Nothing endures but change

Dr Sze-Ee Soh1,2, Associate Professor Peter Hunter2, Ms  Dina Watterson2, Associate Profesor Anna  Barker1

1Monash University, Frankson, Australia, 2Alfred Health, Caulfield, Australia

Aim:

To explore the perceptions of safety climate in a subacute Australian hospital and examine associations with patient safety outcomes.

Method:

The Safety Attitudes Questionnaire (SAQ) was used to quantify clinician perceptions of safety climate. Scores for each SAQ domain were converted to a 100-point numeric scale, with higher scores indicating more positive safety climate. Negative binomial regression models were used to examine associations between the SAQ scores and patient safety outcomes.

Results:

A total of 138 clinicians completed the safety climate survey (response rate 44%). The majority of staff who responded were nursing staff (50%) and had worked at the hospital for less than five years (37%). Scores for the SAQ domain for this sample were higher compared with international benchmarking data, except for the stress recognition domain. Perceptions of safety climate varied across the participating wards. Staff working on aged care wards recorded a statistically significant higher median score in the job satisfaction domain compared to those working on rehabilitation wards (p=0.013). Nursing staff were also observed to have a statistically significant higher median score in the safety climate domain compared to allied health staff (p=0.013). Preliminary negative binomial regression analyses indicate that there was no association between the SAQ domains and falls or pressure injuries across all wards, however, further analyses are planned with additional variables such as length of stay, functional outcomes and patient demographics.

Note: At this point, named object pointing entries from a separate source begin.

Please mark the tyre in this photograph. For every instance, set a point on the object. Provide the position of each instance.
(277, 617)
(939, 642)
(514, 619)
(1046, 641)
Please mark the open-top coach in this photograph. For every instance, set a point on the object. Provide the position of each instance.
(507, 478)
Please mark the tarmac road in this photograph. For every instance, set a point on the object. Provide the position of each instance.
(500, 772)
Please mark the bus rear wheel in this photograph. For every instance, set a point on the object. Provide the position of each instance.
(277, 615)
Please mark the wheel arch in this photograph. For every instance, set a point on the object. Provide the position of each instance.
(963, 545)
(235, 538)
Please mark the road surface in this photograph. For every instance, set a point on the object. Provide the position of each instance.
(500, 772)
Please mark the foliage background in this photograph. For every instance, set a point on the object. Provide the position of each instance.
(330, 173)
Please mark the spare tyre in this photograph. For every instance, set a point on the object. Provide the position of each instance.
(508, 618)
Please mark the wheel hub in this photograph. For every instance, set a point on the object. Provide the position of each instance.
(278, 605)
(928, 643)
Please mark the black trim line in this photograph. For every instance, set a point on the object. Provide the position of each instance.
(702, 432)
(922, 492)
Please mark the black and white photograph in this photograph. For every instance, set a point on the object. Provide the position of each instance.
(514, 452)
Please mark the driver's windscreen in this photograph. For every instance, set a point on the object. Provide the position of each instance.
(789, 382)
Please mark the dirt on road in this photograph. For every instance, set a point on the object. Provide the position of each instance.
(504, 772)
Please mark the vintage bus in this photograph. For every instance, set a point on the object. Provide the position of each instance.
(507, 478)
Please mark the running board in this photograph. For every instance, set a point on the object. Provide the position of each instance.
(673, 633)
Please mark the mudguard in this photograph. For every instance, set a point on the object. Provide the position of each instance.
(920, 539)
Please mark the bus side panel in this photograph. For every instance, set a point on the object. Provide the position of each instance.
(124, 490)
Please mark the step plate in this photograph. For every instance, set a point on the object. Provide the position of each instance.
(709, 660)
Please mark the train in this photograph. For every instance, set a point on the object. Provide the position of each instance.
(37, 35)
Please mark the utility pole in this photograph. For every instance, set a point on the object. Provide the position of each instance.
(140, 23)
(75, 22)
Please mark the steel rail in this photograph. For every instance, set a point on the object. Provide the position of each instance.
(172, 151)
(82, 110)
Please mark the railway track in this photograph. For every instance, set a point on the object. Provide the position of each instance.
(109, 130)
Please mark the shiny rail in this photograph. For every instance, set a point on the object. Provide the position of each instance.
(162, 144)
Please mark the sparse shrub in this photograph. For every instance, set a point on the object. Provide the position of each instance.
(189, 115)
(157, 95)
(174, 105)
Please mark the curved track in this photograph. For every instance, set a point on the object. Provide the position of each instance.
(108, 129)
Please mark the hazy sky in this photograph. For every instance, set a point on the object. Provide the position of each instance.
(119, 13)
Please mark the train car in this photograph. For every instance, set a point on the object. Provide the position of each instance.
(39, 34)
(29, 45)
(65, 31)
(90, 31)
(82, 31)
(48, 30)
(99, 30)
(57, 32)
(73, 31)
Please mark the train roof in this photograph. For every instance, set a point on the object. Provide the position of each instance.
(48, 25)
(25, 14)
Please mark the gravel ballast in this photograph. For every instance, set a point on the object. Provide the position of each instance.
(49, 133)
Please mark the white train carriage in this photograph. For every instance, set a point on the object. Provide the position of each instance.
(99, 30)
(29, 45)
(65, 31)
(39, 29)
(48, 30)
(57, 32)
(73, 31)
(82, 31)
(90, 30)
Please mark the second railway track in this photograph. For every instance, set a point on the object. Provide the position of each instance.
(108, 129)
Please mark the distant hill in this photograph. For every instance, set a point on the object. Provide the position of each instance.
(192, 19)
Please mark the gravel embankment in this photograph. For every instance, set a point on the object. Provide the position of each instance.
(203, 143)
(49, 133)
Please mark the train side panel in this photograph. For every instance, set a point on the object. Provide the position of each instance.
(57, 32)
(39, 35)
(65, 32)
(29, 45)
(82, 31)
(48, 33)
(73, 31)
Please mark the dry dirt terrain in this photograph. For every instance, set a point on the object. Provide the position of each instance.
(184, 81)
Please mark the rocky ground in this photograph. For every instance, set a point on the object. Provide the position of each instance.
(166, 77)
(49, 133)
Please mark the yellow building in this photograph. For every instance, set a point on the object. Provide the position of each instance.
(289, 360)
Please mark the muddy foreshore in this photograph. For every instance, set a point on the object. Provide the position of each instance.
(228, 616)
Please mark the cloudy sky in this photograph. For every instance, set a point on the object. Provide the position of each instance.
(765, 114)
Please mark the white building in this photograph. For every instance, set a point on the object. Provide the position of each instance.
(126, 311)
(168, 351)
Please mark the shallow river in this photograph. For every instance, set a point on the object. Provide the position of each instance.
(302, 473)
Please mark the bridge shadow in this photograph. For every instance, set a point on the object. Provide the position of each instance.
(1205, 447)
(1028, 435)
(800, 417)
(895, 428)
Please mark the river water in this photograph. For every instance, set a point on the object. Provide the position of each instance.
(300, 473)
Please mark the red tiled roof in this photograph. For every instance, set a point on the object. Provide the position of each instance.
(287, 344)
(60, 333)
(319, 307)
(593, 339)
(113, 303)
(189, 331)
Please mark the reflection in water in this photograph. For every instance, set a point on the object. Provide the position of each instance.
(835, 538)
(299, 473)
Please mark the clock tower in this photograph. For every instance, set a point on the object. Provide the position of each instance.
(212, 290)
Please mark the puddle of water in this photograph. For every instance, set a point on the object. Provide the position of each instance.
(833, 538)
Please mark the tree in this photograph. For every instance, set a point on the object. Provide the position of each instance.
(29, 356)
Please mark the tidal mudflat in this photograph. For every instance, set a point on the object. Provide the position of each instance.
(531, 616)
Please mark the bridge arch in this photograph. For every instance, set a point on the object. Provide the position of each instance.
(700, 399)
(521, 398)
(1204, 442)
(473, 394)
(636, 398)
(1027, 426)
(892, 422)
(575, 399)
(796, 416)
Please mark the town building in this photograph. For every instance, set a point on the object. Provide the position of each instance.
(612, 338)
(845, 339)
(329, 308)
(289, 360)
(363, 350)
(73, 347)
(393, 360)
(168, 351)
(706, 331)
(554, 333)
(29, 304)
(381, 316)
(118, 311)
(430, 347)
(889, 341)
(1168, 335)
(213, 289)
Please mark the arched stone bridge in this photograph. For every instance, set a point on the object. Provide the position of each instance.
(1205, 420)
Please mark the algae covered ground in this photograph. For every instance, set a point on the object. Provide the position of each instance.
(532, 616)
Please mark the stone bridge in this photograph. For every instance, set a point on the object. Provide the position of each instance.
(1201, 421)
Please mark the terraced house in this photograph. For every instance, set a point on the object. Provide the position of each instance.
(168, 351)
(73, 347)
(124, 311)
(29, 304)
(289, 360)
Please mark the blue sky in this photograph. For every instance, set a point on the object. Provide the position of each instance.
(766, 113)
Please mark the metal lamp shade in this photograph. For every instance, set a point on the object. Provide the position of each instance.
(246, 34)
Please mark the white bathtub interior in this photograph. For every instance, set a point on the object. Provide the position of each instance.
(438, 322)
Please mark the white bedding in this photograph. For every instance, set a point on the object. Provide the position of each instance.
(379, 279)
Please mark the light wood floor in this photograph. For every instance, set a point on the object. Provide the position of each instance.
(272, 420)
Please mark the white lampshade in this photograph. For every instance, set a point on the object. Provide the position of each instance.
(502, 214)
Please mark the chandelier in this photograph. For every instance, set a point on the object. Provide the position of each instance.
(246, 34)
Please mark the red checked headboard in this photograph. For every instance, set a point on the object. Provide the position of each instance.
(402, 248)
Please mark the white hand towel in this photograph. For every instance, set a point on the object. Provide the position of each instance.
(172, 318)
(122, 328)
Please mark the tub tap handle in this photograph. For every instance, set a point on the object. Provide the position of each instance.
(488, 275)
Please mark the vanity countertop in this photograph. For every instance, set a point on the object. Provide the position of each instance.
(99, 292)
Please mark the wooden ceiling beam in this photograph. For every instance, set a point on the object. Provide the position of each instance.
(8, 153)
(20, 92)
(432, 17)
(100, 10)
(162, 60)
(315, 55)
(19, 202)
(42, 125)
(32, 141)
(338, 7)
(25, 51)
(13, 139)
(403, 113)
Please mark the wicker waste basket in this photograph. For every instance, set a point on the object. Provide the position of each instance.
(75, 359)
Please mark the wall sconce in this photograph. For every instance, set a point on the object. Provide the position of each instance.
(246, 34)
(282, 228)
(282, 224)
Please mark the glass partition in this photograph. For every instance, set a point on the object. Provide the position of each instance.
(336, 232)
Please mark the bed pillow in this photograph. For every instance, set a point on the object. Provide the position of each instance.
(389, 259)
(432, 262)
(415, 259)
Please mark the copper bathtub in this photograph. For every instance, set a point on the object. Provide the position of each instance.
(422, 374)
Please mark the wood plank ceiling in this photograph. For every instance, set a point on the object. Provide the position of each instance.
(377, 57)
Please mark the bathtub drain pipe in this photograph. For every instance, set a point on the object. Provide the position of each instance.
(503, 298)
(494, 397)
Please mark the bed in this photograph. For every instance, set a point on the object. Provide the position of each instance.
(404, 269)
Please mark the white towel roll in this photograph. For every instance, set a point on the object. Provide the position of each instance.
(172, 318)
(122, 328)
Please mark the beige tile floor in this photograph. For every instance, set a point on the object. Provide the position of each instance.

Significance of the findings to allied health:

This study has shown that shown that wards may have their own safety ‘sub-culture’ that is distinct to the overall hospital safety culture, highlighting the need to tailor and target quality improvement initiatives at the ward level. The value of investing in patient safety climate has also been demonstrated, particularly as a strategy to enhance patient safety outcomes.